Bi Sumi bergumam di dalam hati, teringat pada seorang pelayan yang berhati lembut yang hanya beberapa bulan saja bekerja di istana Nagari. Pelayan yang dikhususkan untuk merawat juragan Nata bersamanya.
"Wulan, Bapak tahu Bapak salah. Tolong, maafkan Bapak, Wulan. Bapak tidak mau diasingkan, Wulan. Kamu boleh mengambil semuanya, tapi biarkan Bapak tinggal di rumah ini," mohon Asep dengan air mata berlinang.
Wulan bergeming, tetap pada pendiriannya. Menyerahkan segala keputusan kepada tetua adat.
"Baiklah. Semua penduduk sudah mendengarnya. Kang Asep dan keluarganya berhati kejam, tidak berprikemanusiaan. Memfitnah perempuan baik-baik, dan menyebabkan kematiannya. Mencuri yang bukan haknya, sudah sepantasnya dihukum. Sesuai adat yang berlaku, penduduk desa Munding yang berkelakuan jahat akan diasingkan ke hutan terlarang dan selamanya tidak boleh kembali ke desa mana pun. Tidak diakui sebagai penduduk desa, baik di desa Munding maupun di desa yang lainnya!" putus sang tetua adat membuat tulang-tulang Asep dan keluarganya lesu.
"Tidak hanya itu, rumah dan seluruh isinya akan menjadi milik Nyai Wulan. Barang yang dicuri harus dikembalikan oleh tangan yang mencurinya!" lanjut tetua adat membuat Patma dan Sari semakin lunglai.
"Cepat, kembalikan barang-barang milik Nyai Wulan!" titah tetua adat yang tak dapat dibantah oleh keduanya.
Patma dan Sari beranjak mengambil barang-barang yang mereka curi. Hanya saja uang sudah berkurang, tidak masalah bagi Wulan.

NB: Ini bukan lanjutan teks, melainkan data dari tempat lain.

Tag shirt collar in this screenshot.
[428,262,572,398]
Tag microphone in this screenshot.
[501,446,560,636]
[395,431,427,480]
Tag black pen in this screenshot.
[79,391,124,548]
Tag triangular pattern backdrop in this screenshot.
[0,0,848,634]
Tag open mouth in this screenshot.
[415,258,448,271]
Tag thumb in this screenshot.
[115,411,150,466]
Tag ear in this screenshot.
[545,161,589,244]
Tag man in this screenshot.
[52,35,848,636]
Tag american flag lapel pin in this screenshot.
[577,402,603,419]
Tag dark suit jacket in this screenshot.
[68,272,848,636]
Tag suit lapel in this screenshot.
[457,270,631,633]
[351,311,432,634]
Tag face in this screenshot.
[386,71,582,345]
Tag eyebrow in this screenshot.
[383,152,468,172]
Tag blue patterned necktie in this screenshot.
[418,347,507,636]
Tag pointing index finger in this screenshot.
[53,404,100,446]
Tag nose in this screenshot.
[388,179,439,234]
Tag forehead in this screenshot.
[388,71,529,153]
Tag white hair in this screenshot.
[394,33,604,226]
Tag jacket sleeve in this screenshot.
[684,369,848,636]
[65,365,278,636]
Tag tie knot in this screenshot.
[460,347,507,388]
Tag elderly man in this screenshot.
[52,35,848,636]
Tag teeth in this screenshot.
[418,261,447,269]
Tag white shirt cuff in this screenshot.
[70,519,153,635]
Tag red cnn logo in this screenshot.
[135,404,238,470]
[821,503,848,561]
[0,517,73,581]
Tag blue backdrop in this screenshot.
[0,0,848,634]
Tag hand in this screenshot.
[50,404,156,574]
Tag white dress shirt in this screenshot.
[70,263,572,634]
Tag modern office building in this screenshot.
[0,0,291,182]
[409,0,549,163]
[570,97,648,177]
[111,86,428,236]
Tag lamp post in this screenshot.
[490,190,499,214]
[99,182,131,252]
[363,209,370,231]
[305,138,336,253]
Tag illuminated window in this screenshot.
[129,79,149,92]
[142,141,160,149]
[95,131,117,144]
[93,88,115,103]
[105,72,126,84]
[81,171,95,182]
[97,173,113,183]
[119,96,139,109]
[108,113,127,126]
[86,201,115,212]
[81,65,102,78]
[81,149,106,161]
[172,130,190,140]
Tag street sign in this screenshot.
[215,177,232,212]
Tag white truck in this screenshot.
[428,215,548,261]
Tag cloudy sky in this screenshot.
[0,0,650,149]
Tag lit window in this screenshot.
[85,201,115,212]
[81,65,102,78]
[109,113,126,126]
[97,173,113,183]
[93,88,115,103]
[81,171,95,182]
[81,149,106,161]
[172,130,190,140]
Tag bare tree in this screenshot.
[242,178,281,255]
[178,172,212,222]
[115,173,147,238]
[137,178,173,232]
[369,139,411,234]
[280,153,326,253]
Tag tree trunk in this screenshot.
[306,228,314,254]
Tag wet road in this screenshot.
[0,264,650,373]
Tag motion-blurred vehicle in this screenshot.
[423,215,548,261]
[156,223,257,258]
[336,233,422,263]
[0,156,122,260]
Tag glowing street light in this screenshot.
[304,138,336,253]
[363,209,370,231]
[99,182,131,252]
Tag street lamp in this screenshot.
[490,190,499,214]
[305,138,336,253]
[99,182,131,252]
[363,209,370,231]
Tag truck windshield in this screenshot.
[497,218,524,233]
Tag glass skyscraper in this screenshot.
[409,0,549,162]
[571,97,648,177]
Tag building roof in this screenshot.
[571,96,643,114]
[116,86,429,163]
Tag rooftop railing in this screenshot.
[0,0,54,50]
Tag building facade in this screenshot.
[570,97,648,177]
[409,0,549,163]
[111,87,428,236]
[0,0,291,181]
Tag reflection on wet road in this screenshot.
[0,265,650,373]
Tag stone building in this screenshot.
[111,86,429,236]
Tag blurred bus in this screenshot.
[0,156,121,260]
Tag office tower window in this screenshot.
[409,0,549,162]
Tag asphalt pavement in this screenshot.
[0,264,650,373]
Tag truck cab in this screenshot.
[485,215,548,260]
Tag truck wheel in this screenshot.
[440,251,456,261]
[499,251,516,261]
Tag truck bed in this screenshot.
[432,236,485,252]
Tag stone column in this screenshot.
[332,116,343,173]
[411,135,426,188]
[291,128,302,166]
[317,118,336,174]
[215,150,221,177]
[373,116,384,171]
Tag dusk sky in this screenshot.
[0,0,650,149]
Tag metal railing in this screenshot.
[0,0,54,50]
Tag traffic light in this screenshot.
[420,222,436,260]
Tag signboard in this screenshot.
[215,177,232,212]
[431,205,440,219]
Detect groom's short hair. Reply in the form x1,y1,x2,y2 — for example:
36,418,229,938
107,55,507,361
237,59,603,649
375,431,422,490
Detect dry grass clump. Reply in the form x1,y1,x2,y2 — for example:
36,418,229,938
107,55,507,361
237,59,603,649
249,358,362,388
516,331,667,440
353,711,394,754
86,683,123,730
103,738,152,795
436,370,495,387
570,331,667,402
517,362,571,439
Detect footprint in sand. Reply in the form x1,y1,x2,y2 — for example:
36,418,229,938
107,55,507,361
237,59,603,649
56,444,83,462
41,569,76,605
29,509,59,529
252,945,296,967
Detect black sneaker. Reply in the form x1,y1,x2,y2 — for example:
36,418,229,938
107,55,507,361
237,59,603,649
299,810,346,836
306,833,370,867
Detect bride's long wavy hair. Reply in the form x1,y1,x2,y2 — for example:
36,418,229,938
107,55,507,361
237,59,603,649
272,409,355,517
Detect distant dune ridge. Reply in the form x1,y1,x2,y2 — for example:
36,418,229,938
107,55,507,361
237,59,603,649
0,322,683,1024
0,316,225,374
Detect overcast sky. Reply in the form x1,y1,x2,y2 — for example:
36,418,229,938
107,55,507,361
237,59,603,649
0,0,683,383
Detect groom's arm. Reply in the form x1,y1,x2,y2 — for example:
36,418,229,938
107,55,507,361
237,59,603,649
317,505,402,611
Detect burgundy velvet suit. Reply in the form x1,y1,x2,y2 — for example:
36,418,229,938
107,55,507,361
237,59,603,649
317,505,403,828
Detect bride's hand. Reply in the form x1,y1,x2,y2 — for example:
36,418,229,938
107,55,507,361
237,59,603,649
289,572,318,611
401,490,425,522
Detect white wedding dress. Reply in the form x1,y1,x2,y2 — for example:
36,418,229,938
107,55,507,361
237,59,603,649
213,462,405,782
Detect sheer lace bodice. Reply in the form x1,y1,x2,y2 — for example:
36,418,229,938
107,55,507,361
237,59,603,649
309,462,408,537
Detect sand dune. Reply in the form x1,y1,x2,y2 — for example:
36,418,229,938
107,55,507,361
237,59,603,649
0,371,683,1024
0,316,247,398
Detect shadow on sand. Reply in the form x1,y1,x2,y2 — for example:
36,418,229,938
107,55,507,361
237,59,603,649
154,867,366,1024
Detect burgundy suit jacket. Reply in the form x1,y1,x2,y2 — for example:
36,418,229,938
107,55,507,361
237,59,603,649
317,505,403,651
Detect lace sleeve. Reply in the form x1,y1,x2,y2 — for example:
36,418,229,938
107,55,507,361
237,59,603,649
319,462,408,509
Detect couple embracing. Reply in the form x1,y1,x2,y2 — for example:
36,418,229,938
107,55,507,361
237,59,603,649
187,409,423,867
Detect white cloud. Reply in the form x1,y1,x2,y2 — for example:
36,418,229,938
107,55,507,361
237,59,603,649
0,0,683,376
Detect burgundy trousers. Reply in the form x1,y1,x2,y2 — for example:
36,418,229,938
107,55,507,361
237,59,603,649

"Antar mereka ke tempat pembuangan, dan umumkan kepada seluruh desa!" tandas tetua adat kepada orang-orang yang berpakaian putih yang ikut serta bersamanya.
Habis sudah! Wulan ternyata datang untuk membalas dendam.
"Tunggu!"
Semua orang menoleh pada sumber suara yang datang.